The other nice thing is that we can access this Interface interactively: Since it uses the Atom syndication format for all it’s data and Firefox has decent Atom parsing and display capability we can use Firefox to access the data in the store. See right for some example. The use of XHTML to encode our attributes helped enormously to make this usable in the Feed Reader Mode of Firefox and the identification of Attributes by their Search-Urls makes everything nicely clickable.
Unfortunately we are missing a Way to search. Let’s say you want to check Documents for customer No 12345. Sure, you could just put /documents/search/customer/12345/ in the URL line and you are fine. But most people think there is something wrong about manipulating the URL line.

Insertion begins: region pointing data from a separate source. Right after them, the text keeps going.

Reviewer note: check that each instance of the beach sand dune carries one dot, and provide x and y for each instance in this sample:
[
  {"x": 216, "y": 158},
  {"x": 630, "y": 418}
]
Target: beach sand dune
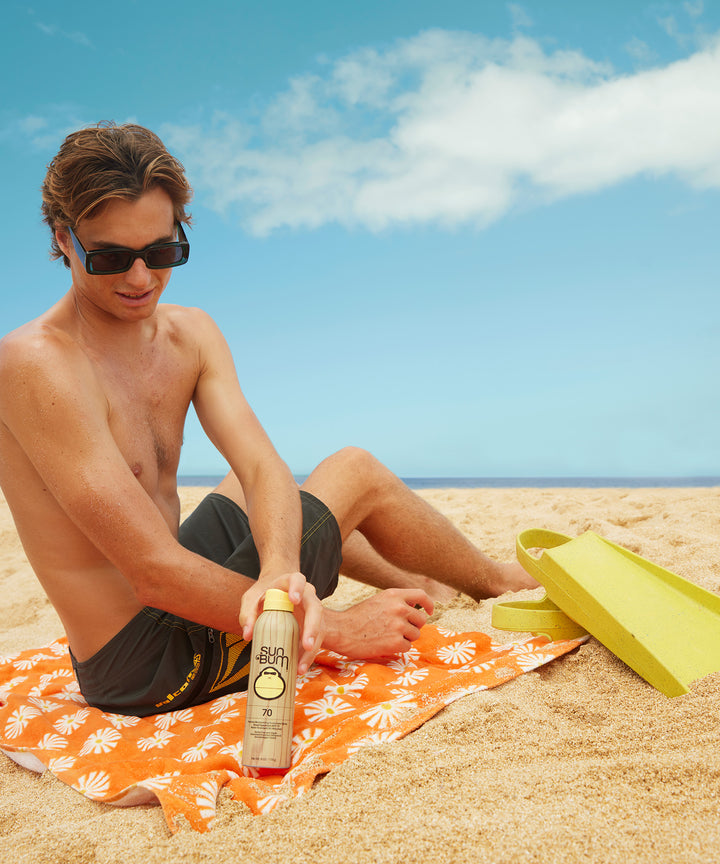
[{"x": 579, "y": 761}]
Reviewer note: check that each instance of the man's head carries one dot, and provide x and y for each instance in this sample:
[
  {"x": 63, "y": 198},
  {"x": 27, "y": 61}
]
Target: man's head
[{"x": 104, "y": 163}]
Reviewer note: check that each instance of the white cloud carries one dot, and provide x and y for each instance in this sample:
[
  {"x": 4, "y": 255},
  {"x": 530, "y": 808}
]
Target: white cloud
[
  {"x": 53, "y": 30},
  {"x": 452, "y": 128}
]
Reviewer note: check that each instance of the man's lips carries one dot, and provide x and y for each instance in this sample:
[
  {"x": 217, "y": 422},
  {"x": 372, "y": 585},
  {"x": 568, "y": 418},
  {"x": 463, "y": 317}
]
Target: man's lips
[{"x": 129, "y": 296}]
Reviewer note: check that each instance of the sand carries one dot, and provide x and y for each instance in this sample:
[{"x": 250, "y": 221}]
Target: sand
[{"x": 580, "y": 761}]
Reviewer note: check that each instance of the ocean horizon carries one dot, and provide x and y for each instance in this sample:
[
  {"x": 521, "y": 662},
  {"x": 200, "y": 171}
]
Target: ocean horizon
[{"x": 510, "y": 482}]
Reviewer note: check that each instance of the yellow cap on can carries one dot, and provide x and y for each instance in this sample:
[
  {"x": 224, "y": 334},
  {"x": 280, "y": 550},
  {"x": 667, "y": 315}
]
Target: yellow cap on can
[{"x": 277, "y": 600}]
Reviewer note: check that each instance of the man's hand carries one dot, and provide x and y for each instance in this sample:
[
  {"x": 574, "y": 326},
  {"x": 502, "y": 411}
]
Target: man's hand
[
  {"x": 381, "y": 626},
  {"x": 308, "y": 610}
]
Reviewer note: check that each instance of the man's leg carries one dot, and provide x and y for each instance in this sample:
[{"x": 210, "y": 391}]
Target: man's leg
[
  {"x": 363, "y": 564},
  {"x": 360, "y": 561},
  {"x": 404, "y": 529}
]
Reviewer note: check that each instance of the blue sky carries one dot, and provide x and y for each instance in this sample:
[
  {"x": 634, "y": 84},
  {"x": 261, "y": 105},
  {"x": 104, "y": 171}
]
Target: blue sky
[{"x": 476, "y": 238}]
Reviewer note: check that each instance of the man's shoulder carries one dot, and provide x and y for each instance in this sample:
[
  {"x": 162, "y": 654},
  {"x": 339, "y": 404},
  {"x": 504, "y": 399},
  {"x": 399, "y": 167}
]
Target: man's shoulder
[
  {"x": 36, "y": 341},
  {"x": 189, "y": 322}
]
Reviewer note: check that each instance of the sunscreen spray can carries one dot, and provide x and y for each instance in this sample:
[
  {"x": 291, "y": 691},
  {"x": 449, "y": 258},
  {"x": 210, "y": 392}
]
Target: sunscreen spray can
[{"x": 271, "y": 686}]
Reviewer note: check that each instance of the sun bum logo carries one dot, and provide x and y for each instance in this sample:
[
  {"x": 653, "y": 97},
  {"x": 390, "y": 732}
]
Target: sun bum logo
[
  {"x": 269, "y": 683},
  {"x": 273, "y": 655}
]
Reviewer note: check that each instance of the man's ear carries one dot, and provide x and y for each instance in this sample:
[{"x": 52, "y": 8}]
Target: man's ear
[{"x": 63, "y": 241}]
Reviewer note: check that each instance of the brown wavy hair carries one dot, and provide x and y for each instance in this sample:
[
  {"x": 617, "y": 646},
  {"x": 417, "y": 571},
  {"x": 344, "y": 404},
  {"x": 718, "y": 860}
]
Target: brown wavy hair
[{"x": 106, "y": 162}]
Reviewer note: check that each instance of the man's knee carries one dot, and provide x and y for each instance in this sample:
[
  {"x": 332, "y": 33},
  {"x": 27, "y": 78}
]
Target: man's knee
[{"x": 357, "y": 460}]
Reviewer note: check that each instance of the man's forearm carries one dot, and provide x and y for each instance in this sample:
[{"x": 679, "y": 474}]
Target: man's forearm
[{"x": 275, "y": 516}]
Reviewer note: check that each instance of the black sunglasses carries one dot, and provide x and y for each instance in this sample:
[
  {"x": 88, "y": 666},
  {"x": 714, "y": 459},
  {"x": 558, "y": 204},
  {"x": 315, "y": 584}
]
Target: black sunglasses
[{"x": 158, "y": 256}]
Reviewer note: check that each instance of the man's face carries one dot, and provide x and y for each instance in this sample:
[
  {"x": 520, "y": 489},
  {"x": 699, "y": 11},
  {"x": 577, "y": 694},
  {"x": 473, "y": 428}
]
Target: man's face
[{"x": 132, "y": 295}]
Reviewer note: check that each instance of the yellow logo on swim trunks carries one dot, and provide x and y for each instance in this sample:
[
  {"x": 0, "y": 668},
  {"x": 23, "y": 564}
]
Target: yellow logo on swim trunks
[{"x": 269, "y": 684}]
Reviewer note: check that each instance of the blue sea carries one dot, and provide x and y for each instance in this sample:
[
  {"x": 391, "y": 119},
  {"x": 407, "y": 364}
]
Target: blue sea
[{"x": 512, "y": 482}]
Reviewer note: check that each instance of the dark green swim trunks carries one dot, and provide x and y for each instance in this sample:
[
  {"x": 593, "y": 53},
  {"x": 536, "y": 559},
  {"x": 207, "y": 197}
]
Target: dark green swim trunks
[{"x": 160, "y": 662}]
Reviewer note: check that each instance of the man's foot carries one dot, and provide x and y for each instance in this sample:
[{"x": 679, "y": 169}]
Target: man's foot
[{"x": 513, "y": 577}]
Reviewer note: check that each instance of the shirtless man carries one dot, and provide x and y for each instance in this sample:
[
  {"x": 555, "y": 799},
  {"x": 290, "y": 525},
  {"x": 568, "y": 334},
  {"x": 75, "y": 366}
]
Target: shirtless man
[{"x": 93, "y": 399}]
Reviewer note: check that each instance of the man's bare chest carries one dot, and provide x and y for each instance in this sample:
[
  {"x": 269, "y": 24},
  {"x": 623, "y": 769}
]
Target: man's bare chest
[{"x": 147, "y": 407}]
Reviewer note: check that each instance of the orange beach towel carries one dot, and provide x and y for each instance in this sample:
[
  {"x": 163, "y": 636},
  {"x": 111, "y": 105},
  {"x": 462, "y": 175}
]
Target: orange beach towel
[{"x": 182, "y": 759}]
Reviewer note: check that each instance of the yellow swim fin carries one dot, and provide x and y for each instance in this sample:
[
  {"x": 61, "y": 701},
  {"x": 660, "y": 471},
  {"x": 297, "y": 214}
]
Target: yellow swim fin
[{"x": 664, "y": 627}]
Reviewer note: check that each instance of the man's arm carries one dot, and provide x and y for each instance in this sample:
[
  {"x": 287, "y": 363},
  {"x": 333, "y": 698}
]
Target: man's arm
[{"x": 273, "y": 501}]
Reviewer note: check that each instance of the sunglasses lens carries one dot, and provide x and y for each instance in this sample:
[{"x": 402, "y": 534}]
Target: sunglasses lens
[
  {"x": 165, "y": 256},
  {"x": 110, "y": 262}
]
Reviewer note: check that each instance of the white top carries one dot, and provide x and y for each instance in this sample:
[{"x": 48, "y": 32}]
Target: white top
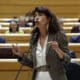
[{"x": 41, "y": 53}]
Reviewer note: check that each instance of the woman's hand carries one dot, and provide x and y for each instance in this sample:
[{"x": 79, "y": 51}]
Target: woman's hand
[{"x": 16, "y": 50}]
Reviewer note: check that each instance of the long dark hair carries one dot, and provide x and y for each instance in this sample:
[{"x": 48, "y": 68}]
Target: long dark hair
[
  {"x": 10, "y": 29},
  {"x": 53, "y": 23}
]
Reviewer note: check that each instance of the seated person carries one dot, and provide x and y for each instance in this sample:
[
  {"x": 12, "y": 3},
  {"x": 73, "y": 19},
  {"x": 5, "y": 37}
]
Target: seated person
[
  {"x": 76, "y": 28},
  {"x": 75, "y": 39},
  {"x": 2, "y": 40},
  {"x": 14, "y": 28}
]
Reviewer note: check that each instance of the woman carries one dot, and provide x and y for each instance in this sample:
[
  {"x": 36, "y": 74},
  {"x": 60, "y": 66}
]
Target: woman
[
  {"x": 48, "y": 48},
  {"x": 14, "y": 28}
]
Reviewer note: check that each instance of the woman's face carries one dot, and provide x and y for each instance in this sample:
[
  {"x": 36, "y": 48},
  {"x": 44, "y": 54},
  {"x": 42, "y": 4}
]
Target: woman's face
[
  {"x": 40, "y": 20},
  {"x": 13, "y": 26}
]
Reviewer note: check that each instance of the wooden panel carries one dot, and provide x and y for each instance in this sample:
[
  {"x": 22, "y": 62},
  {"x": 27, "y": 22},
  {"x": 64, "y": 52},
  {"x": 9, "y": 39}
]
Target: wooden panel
[
  {"x": 16, "y": 38},
  {"x": 40, "y": 2},
  {"x": 62, "y": 8}
]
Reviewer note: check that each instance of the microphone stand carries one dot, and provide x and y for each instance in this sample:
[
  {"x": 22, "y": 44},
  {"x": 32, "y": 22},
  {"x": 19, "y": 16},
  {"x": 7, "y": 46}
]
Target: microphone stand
[{"x": 17, "y": 75}]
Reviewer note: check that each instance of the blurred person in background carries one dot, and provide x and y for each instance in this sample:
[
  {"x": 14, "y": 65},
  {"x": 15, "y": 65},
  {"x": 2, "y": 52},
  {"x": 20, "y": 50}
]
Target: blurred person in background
[{"x": 14, "y": 28}]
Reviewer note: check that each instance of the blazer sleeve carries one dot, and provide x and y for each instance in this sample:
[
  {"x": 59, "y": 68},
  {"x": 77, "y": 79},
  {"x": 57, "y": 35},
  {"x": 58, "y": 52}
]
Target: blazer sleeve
[{"x": 63, "y": 44}]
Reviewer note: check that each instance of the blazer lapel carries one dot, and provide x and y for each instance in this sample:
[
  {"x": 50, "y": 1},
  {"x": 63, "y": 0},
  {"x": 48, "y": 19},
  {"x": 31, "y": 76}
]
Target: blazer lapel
[{"x": 50, "y": 38}]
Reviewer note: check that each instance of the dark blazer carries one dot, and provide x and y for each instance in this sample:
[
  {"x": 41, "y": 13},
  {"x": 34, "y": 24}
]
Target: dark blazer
[{"x": 56, "y": 65}]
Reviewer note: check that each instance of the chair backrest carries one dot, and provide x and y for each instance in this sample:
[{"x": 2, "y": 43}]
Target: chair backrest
[{"x": 6, "y": 53}]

We can help that by adding a tiny bit HTML: A front page which input fields to search for the different attributes and a redirector which redirects clients requesting /search?attname=client&attvalue=12345 to /search/client/12345/. The reason this is needed is the fact that HTML forms don’t allow to generate URLs but only can generate query parameters. (But maybe HTML 5 will be able to do better.)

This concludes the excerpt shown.